Publié le 16/12/2015, par dans Non classé.

Les délégués régionaux du Conseil national des enseignants du supérieur (CNES) ont tenu, hier, un rassemblement devant le ministère de l’Enseignement supérieur et de la Recherche scientifique pour dénoncer leur situation précaire, accentuée par la détérioration de leur pouvoir d’achat et le retard pris dans l’attribution des logements de fonction.
Les syndicalistes ont brandi des affiches dénonçant également la poursuite judiciaire de trois délégués du CNES de Naâma, El Tarf et Saïda. « C’est inacceptable que des syndicalistes continuent d’être inquiétés pour avoir pris part à des activités syndicales», dénoncent les protestataires qui font part aussi de la non-reconnaissance de plusieurs sections par les responsables universitaires locaux.
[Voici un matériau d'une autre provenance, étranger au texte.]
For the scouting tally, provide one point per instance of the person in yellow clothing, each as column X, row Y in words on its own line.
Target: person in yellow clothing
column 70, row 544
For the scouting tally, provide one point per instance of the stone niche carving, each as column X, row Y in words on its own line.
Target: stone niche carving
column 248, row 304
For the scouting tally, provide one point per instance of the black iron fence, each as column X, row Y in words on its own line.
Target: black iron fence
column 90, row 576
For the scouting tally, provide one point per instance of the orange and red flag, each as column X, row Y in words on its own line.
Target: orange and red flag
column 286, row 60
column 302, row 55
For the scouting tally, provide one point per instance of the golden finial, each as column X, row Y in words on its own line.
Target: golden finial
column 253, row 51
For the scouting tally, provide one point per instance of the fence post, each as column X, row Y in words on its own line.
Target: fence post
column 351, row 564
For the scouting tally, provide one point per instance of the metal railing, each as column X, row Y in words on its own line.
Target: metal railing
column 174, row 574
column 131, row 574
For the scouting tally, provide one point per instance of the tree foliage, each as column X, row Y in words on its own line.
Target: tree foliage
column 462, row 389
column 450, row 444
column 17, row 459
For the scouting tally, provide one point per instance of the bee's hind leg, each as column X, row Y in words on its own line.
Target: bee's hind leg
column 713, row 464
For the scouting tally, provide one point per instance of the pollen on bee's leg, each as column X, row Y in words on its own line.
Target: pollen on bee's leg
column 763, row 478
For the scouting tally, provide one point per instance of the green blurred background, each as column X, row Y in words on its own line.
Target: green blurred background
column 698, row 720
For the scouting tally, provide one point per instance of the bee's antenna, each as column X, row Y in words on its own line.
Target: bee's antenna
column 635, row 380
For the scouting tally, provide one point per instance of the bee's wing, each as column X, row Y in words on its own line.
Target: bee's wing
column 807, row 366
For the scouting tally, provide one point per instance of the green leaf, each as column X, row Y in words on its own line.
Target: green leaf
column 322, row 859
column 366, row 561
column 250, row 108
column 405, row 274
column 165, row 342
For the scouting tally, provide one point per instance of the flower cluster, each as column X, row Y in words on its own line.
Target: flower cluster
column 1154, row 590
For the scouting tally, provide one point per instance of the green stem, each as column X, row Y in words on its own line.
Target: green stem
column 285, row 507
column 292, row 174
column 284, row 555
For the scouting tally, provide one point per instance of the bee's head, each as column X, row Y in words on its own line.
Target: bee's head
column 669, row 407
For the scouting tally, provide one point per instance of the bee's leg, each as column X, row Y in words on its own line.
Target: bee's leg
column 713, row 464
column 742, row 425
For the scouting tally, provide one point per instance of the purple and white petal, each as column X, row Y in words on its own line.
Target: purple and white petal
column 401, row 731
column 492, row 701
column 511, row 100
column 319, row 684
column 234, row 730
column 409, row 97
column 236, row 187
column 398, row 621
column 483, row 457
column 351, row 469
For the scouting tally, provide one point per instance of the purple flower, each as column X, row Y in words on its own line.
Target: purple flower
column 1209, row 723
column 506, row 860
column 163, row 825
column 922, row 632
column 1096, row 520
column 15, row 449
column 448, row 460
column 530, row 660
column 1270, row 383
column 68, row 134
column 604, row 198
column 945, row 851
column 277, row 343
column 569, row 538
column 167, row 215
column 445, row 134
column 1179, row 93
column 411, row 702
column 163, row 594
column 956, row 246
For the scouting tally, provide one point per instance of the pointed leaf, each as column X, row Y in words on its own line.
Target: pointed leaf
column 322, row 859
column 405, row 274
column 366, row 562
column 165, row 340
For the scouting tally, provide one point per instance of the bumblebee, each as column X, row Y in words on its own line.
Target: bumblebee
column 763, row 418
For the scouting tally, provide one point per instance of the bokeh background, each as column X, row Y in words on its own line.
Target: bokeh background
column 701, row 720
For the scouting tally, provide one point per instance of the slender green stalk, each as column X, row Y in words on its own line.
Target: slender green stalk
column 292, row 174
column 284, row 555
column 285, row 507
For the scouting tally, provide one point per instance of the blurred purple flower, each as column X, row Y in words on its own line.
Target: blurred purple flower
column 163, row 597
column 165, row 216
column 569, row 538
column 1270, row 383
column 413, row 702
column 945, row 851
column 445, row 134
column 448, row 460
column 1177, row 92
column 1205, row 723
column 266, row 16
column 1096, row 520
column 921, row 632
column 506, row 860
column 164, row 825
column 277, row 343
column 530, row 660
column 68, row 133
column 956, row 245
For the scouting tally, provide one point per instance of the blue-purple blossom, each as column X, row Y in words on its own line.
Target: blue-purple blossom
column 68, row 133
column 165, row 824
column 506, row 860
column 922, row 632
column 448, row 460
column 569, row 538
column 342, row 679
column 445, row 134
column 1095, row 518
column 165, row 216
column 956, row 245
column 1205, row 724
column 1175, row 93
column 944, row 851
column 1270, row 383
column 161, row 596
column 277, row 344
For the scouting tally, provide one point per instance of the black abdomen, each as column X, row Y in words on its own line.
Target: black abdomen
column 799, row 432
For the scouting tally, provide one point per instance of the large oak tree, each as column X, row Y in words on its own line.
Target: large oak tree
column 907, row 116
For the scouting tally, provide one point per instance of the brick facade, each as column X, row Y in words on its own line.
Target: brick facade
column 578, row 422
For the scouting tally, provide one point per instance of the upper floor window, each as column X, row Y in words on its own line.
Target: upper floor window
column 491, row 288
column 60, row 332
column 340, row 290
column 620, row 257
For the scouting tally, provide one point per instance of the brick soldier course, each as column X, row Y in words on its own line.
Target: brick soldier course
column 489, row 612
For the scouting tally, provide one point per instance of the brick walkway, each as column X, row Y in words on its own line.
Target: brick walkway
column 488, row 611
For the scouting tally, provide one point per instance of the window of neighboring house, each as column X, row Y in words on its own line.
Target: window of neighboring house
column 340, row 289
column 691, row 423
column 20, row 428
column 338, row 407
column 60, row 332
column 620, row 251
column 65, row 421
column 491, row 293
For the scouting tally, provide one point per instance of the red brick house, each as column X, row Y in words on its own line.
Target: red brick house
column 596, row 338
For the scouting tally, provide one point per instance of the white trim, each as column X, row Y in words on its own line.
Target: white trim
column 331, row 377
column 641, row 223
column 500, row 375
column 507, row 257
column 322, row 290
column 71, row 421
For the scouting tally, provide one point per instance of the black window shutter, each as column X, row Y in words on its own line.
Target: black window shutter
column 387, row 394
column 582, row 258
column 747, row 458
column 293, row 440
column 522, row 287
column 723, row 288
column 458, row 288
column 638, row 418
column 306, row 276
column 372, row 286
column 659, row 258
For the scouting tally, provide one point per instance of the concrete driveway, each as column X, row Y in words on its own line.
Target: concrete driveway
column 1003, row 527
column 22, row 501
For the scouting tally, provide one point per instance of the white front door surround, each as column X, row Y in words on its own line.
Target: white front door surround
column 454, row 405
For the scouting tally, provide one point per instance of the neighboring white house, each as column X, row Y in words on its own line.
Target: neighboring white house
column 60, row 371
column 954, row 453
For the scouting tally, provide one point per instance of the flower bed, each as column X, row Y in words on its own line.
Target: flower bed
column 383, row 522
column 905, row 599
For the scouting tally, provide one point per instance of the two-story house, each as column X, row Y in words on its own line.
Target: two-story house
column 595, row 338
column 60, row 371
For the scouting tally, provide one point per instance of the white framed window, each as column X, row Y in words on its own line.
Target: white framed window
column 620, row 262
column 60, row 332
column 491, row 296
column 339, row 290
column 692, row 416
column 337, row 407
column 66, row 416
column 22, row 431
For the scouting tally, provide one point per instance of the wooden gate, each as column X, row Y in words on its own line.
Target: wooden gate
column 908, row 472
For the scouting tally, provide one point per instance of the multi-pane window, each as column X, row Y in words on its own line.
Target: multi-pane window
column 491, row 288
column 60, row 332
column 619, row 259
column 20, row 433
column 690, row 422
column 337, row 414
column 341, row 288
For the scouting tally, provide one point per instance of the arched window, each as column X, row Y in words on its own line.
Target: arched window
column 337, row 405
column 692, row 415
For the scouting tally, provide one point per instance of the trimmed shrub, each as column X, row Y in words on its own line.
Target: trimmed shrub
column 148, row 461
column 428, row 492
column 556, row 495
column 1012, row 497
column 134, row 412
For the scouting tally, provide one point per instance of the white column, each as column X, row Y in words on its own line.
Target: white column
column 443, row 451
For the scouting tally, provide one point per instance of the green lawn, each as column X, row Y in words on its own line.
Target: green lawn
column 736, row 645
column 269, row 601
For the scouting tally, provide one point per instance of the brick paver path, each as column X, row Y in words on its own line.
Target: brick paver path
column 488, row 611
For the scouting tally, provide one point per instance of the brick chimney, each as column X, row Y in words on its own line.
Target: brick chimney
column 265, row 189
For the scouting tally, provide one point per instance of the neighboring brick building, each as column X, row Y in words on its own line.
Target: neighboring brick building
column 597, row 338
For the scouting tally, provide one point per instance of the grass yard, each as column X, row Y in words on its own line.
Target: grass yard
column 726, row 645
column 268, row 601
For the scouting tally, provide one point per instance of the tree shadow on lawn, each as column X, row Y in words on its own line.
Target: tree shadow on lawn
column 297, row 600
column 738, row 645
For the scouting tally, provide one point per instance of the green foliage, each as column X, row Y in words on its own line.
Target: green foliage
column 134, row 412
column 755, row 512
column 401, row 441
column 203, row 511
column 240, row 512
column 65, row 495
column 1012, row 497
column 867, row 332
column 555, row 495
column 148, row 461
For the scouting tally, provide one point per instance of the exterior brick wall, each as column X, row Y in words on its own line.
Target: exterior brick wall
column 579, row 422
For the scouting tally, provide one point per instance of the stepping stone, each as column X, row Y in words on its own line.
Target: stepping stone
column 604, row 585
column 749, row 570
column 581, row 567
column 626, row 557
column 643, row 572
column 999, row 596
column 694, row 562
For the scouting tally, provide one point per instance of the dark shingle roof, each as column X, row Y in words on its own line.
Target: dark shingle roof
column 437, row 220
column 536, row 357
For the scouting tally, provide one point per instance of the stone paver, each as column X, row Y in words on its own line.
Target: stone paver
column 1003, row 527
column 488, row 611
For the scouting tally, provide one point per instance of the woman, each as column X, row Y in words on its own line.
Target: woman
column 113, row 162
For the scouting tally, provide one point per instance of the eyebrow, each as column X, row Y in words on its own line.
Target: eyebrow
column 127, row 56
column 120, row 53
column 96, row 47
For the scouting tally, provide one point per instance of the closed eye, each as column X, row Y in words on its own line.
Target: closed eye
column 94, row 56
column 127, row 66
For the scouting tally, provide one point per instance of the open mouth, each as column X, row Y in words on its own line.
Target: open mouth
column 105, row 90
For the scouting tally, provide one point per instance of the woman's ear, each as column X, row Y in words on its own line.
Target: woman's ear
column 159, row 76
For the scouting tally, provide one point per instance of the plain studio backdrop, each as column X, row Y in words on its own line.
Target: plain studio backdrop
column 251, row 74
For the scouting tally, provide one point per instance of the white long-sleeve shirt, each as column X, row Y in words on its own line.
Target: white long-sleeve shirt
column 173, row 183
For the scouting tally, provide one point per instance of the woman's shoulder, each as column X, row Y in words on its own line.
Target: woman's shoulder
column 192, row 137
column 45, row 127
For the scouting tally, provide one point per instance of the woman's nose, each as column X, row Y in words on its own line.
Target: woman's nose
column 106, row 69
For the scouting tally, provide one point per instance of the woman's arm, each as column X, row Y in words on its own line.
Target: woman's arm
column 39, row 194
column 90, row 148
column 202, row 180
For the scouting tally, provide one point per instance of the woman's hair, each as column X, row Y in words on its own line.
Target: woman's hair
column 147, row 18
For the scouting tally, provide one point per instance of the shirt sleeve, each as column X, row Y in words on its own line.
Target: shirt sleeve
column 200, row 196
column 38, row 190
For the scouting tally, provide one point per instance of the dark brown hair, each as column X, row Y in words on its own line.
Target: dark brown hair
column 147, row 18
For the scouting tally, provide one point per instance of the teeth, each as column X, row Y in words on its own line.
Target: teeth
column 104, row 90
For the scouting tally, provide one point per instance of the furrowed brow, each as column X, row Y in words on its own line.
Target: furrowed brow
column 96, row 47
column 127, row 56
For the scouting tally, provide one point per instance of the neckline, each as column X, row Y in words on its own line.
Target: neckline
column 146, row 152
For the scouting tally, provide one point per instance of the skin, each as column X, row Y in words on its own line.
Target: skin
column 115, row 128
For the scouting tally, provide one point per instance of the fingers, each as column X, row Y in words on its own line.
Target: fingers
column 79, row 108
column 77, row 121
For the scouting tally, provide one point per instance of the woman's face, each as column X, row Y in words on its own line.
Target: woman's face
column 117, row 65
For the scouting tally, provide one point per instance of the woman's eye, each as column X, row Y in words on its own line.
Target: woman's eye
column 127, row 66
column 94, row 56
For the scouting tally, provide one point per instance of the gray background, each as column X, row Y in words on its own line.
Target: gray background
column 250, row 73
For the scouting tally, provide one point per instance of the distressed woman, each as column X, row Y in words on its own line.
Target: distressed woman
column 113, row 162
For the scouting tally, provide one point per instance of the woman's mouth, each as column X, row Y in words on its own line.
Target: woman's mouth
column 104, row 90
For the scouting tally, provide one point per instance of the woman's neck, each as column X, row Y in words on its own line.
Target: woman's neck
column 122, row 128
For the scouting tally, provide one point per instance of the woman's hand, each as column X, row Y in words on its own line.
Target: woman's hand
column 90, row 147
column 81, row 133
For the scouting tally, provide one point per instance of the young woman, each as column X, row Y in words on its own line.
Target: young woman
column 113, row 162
Les syndicalistes ont par ailleurs expliqué les difficultés vécues au quotidien générées par l’absence de visibilité pour le secteur réduit à la gestion des flux. « Il ne suffit pas de construire des universités dans chaque coin perdu, il faut suivre ces structures et doter les enseignants de formation», expliquent les syndicalistes qui tirent la sonnette d’alarme sur la situation des enseignants livrés à eux-mêmes. Dans ce sens, les enseignants espèrent une réhabilitation de leur parcours pédagogique. « Un enseignant peut finir sa carrière dans l’indifférence totale, sans qu’il ne bénéficie de la moindre promotion.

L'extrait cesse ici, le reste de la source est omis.